The ternary complex of DnaA–DnaD interaction was further investigated using ssDNA (5’-GTTATTGCTC) in 8-fold excess. The addition of ssDNA to the experiment produced poorer quality HSQC spectra, independently of the addition or not of DnaA domain I, with weaker and broadened peaks displaying increased overlap between backbone amide residues (Supplementary Figure S8). In particular, peaks corresponding to the unstructured C-terminal region of the domain were affected, and consequently certain amide resonances were excluded from the CSP analysis. Despite the poorer spectral resolution, two clusters of residues were observed; Tyr130, Ile132, Phe133 and Glu134 located on helix α1, and residues His165, Glu169 and Val171 in helix α3 (Figure 3C, D). These are very similar to the residues identified in the equivalent CSP analysis in the absence of ssDNA (compare Figures 2C, D with 3C, D).

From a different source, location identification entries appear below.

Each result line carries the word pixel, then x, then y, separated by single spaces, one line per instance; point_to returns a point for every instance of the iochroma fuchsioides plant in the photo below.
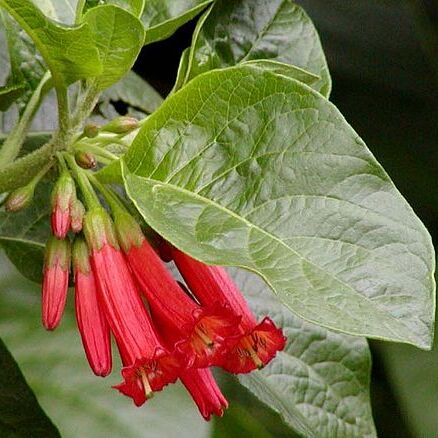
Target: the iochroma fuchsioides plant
pixel 245 164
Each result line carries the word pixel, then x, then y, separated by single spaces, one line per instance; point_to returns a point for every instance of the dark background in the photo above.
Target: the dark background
pixel 383 56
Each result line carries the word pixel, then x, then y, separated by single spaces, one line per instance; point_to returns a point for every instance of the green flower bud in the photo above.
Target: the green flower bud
pixel 20 198
pixel 85 160
pixel 91 130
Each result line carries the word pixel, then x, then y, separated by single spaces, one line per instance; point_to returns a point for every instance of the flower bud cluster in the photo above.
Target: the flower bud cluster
pixel 164 330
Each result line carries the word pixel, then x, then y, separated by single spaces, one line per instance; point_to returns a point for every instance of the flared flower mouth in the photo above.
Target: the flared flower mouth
pixel 147 376
pixel 253 349
pixel 210 329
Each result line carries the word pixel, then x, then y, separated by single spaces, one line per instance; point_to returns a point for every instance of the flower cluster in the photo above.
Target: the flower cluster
pixel 163 330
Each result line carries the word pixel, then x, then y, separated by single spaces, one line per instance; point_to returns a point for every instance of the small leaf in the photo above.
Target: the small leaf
pixel 134 91
pixel 246 168
pixel 232 32
pixel 20 412
pixel 69 52
pixel 118 36
pixel 320 383
pixel 161 18
pixel 23 234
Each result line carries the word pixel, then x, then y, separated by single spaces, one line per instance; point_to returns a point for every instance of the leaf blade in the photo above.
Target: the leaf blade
pixel 231 33
pixel 320 383
pixel 273 204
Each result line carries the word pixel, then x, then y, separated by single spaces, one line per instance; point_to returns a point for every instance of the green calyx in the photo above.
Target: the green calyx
pixel 86 160
pixel 57 252
pixel 20 198
pixel 81 256
pixel 77 213
pixel 64 191
pixel 99 229
pixel 128 231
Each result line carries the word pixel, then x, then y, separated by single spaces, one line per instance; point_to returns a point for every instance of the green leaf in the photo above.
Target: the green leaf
pixel 69 52
pixel 135 7
pixel 251 169
pixel 182 70
pixel 23 234
pixel 134 91
pixel 161 18
pixel 27 67
pixel 238 31
pixel 320 383
pixel 81 404
pixel 20 413
pixel 119 38
pixel 63 11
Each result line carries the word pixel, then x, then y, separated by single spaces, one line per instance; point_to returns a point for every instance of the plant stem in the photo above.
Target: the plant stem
pixel 108 194
pixel 12 145
pixel 21 171
pixel 81 178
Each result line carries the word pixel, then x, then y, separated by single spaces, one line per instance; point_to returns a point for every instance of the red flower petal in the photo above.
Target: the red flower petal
pixel 93 327
pixel 205 392
pixel 257 344
pixel 55 282
pixel 254 348
pixel 147 375
pixel 197 333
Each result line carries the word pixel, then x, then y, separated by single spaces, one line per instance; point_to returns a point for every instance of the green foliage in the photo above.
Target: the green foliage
pixel 118 36
pixel 69 52
pixel 24 234
pixel 301 201
pixel 161 18
pixel 134 91
pixel 246 163
pixel 320 382
pixel 20 413
pixel 234 32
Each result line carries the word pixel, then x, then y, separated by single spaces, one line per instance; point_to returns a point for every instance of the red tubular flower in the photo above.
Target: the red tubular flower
pixel 55 281
pixel 93 327
pixel 256 344
pixel 205 392
pixel 148 365
pixel 198 333
pixel 64 193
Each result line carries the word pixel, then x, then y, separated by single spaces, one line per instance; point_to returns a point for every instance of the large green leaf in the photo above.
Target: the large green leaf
pixel 27 67
pixel 69 52
pixel 135 92
pixel 119 37
pixel 81 404
pixel 20 413
pixel 247 168
pixel 63 11
pixel 241 30
pixel 23 234
pixel 161 18
pixel 320 382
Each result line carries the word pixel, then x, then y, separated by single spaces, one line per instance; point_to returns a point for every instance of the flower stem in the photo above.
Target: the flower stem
pixel 80 176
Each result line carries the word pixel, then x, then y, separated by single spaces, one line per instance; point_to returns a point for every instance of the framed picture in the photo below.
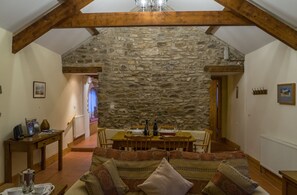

A model of the DnaA NTD-DnaD DDBH2 complex

The structure of B. subtilis DnaA domain I was solved by X-ray crystallography (15) but the DnaD DDBH2 domain has a largely unstructured C-terminus rendering the DnaA domain I-DnaD DDBH2 complex unsuitable for structure determination using this technique. Instead, HADDOCK 2.2 was used to computationally model the interaction interface using the CSP effects as restraints (see Methods).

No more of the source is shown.